Common Personal Loan Scams to Look Out For
- Advance-fee scam. This scam involves scammers charging an upfront fee for a loan that never happens.
- Phishing scams. Phishing is a popular tactic used by scammers to try and trick you into clicking or opening a malicious link or attachment to get your personal and financial information. Scammers will use email or text messages to lure you in with promises for a loan and easy approval. Links in the email or text usually go to an application that looks authentic, but it's just a way to phish for your personal and financial information.
- Debt relief. These scams may involve charging cash-strapped individuals a large upfront fee but then fail to settle or negotiate their debts.
How to Spot Personal Loan Scams
Being wary can go a long way in helping you to avoid personal loan scams. It is human nature to want to trust others, but being skeptical and doing thorough research before you act can help protect you from becoming a victim of personal loan scams. Here are some signs of a bad lender to look out for:
- Requires upfront fees. Legitimate lenders do not ask for payment before you can get a loan. Walk away if you encounter a lender that makes this demand.
- Guarantees approval with no credit check. Legitimate lenders can't promise approval without assessing your creditworthiness. Legitimate lenders will review your credit history and income to make sure that you can afford the loan.
- Pressures you to act immediately. Fraudsters will often use high-pressure tactics like "limited-time" offers to push you into making snap decisions. Lenders who are trustworthy will never force you into making decisions on the spot.
- Website is unsecure. Look for security indicators online, especially if your personal or financial information is involved. A lender's website should begin with "https" rather than "http". The "s" in "https" stands for secure, indicating that the website is using a secure sockets layer certificate. Most browsers use other security indicators like a padlock symbol to let you know if a site is secure or not. It's important to note that these indicators are not foolproof and you should always practice caution.
- Contacts you first.
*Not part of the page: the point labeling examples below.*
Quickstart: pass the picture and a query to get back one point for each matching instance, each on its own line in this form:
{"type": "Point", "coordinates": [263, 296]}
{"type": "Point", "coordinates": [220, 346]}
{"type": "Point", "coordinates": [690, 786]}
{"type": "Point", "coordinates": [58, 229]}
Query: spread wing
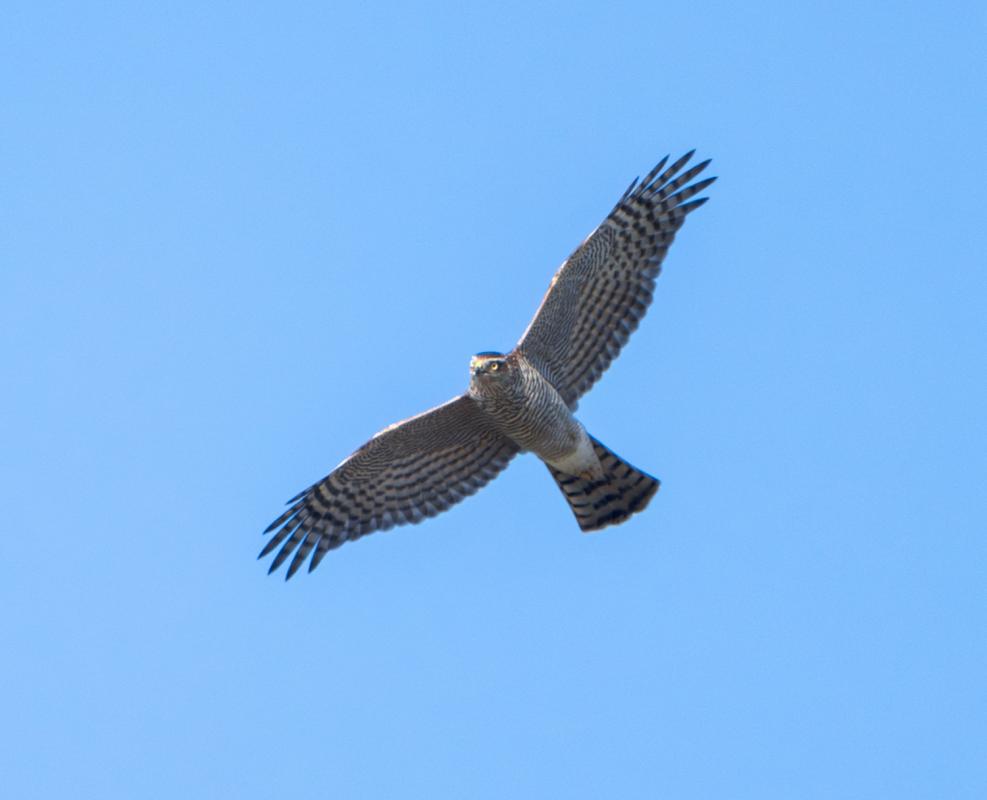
{"type": "Point", "coordinates": [414, 469]}
{"type": "Point", "coordinates": [601, 292]}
Trustworthy, reputable lenders will not cold-call you or arrive at your door. A lender who reaches out to you first could be a sign of a scammer.
What Should You Do If You're a Victim of a Loan Scam?
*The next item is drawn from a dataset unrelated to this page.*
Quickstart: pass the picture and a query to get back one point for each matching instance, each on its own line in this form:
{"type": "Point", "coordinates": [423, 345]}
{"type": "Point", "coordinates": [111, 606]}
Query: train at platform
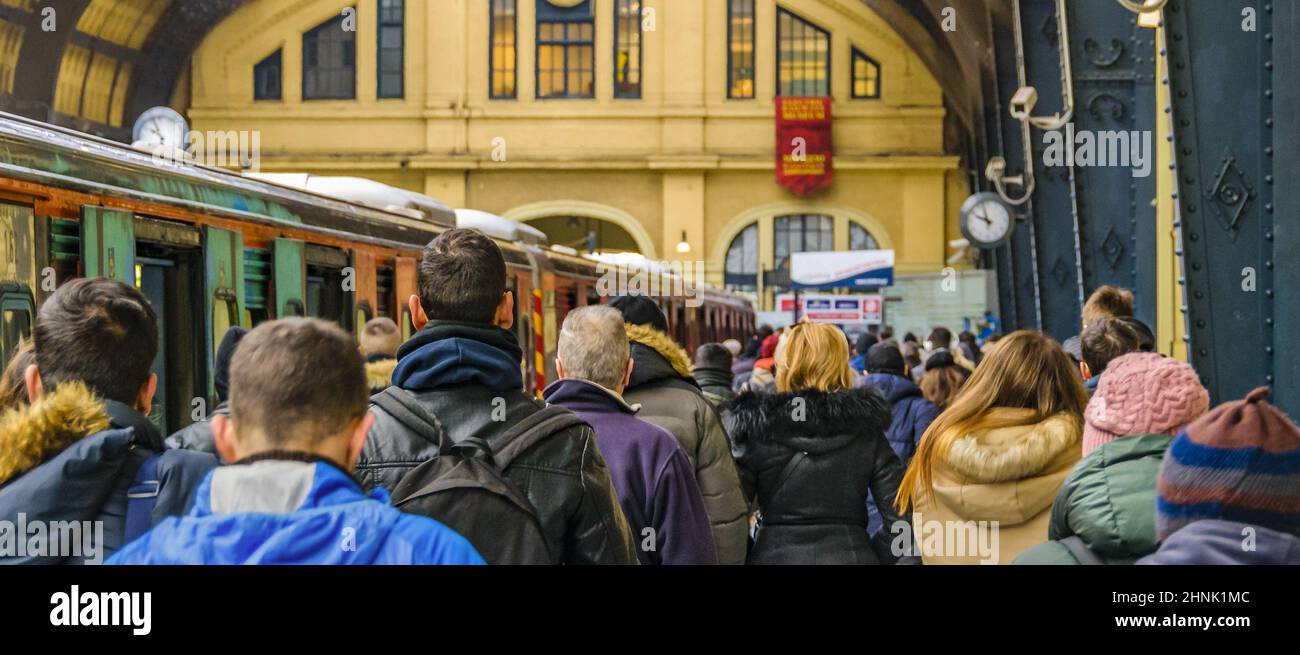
{"type": "Point", "coordinates": [213, 248]}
Taking immediate action is critical if you fall victim to scam. Take the following steps to minimize damage:
- Stop communication with the scammer. It's a scammers job to be tricky. Cease contact immediately to avoid potentially sending more personal or financial information to them than you already have.
- Keep evidence of scam-related correspondence. Emails, text messages, phone numbers, or any other types of communication with the scammer may be helpful to law enforcement. Evidence of scam-related correspondence is also helpful if you need to dispute fraudulent charges with your financial institution, credit card company, etc.
- Report it. You should contact your local police department for information on how to file a report for the fraud. Once the report is filed, request a copy in case you need it as proof of the incident later on. In addition to filing a police report, you should also report the scam to the Federal Trade Commission (FTC).
- Contact businesses where you know fraud took place. This may include your financial institution or credit card company. If you think you're a victim of fraud, notify Members First Credit Union of Florida immediately. Our financial service representatives can advise you on next steps, help to lock or close payment cards to prevent further fraudulent charges, and send replacement cards.
- Check your credit report. If you're a victim of a personal loan scam, it's possible that you're also at risk of having your identity stolen. Comb your credit reports for accounts that you don't recognize to identify potential fraud. By law, you are entitled to one free copy of your credit report once a year from the three major credit bureaus (Experian®, Equifax®, and TransUnion®). If necessary, you can place a fraud alert or freeze your credit to help prevent thieves from opening new accounts in your name.